Hazreti Ali (r.a.) ordusu ile harbe gitmekteyken uğradığı son bir kaç konak yerinde su bulamaz. Sonunda bir kilise görür ve o yana yönelirler. Kiliseye varır su isterler. Kilisedekiler: -“10 mil uzakta su var.” Hazreti Ali (r.a.) -“Oraya gitmeye gerek yok şurayı kazın.” İşaret edilen yer kazılır. Büyük bir taş ortaya çıkar. Uğraşırlar uğraşırlar değil taşı kaldırmak oynatamazlar bile. Hazreti Ali (r.a.) gelir. Mübarek parmaklarını taşın altına sokarlar, sanki bire tüy misali kalkar. Taşın kalkmasıyla beraber saf, tatlı ve soğuk bir su fışkırır. Sevinç ve şükürle sular içilir, kaplar dolar.
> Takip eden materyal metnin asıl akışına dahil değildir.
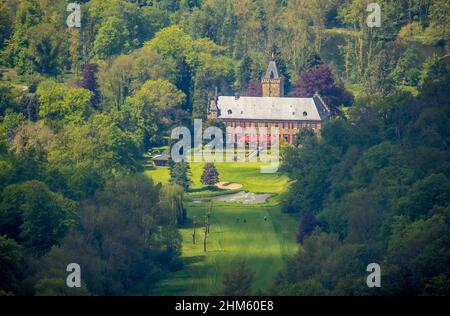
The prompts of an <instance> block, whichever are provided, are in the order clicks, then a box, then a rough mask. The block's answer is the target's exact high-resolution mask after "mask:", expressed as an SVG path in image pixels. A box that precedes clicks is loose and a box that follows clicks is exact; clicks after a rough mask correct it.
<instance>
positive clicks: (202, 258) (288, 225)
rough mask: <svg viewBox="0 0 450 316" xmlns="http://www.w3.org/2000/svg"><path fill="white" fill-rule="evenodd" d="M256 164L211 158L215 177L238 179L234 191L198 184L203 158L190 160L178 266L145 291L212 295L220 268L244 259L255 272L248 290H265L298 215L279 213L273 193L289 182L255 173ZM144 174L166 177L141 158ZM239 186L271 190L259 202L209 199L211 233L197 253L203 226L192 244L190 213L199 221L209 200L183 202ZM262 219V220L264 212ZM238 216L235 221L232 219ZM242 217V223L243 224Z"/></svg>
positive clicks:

Kilisenin Papazı diğer kilisedekiler uzaktan onları seyretmektedirler, durumu görünce, Sevinç içinde Hazreti Ali’nin huzuruna gelir ve sorarlar:
-“Peygamber misiniz?. Yoksa…” -“Hayır ben peygamber değilim, ama son peygamberin damadı ve halifesiyim!” Papaz hemen kelime-i şehâdet getirerek Müslüman olup şöyle der: -“Ey mü’minlerin emiri! Bu kiliseyi, bu taşı kaldıran zâtı bekleyip görmek için yapmışlardır. Kitaplarımızda yazar, büyüklerimiz anlatırdı; burada bir kuyu vardır. Üzerindeki taşı peygamber veya onun Halifesi kaldırabilir. Bu taşı sizin kaldırdığınızı görünce, yıllardır beklediğim arzuya kavuştuk.”
Hazreti Ali buyurdu ki: -“Allah-u Teâlâya hamd olsun!” Ve râhip orduya katılıp, şehid olmak saâdetine kavuşur.